Earlier this week, Andrew Lawton invited me to his radio show to talk about the sorry state of movies today, in the wake of Dustin Hoffman telling an interviewer that his business is “the worst that film has ever been - in the 50 years that I’ve been doing it, it’s the worst.” He’s not wrong, as far as films for adults are concerned, but if you’re under the age of majority, I think you’d probably be sure that we’re in some kind of cinematic golden age.
I know my kids do, and I can’t blame them. When I was a boy, I got to live through the long, slow decline of Disney’s once-brilliant animation studio, from The Jungle Book (1967) to The Aristocats (1970) to Robin Hood (1973,) which would itself look like a golden age compared to what came after (The Rescuers, the Black Cauldron, Oliver & Company.)

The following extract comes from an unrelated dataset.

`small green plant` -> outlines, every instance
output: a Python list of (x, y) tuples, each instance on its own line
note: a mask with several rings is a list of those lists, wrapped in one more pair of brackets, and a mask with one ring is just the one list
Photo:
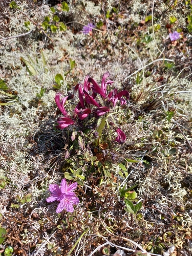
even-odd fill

Outside Disney, things were a lot worse, as the dismal, downbeat zeitgeist offered up titles like Sounder, The Bad News Bears and the mentally-scarring Watership Down. While there was a lot of talk from adults about “finding your bliss,” neither bliss nor fun nor a scrap of joy seemed high on the list of entertainment being offered to kids, in favour of a watered-down version of adult culture, which was either anxious, hangdog or actively anticipating its next mental breakdown.
By comparision my kids have seen the apogee of Pixar, its revival of Disney after the fading giant purchased control of the budding animation juggernaut, and the marketplace responding to their box office success by creating or funding new animation studios to share a bit of this candy-coloured, computer-generated bounty. Won’t they be shocked when they hit their twenties and – if things continue the way they’re going – encounter cinemas and Netflix menus full of hypertrophied action franchises and comic book films towering over the stunted genres of witless rom-coms, puerile comedies and dispirited dramas.
The Despicable Me pictures were products of this pre-teen movie renaissance, and before the credits rolled on the first film, everyone knew that they’d eventually expand the franchise to Gru’s minions, the little yellow, pill-shaped henchmen who were the source of the picture’s best gags. That film has finally arrived, and it’s both as good – and as disappointing – as I imagined.
Minions is a prequel, following the progress of the Esperanto-speaking henchmen from single-celled organisms to a lost tribe whose search for the perfect evil master to serve takes them to 1968, which is as good a time as any to find evil walking the earth, I suppose.
The plot is more like a notion, made up of skit-like scenes, each of which must have been someone’s cherished story room idea, fought for adamantly and put onscreen with most of that eagerness preserved. My personal favorite involves a hat that emanates hypnotising rays, three Beefeaters and a crazed version of the Cowsills’ 1969 hit “Hair.”
Voicing the villains, Sandra Bullock and Jon Hamm chew great holes in the digital scenery, which adds to the feeling that Minions and its filmmakers are simply trying too hard. The film hurtles past, a fusillade of gags and punch lines, most of which land, though quite a few struggle or fail.
It’s hardly a masterpiece – though it comes close if you compare it to Mars Needs Moms – but at least it’s unabashed in its need to entertain its audience without a moment of ill-considered sentiment or inappropriate drama. My kids thought it was amazing, which surprised me since only the night before they’d seen the far superior Inside Out. Which only proves that kids are lousy movie critics. It’s a good thing for the studios that there are more of them than me.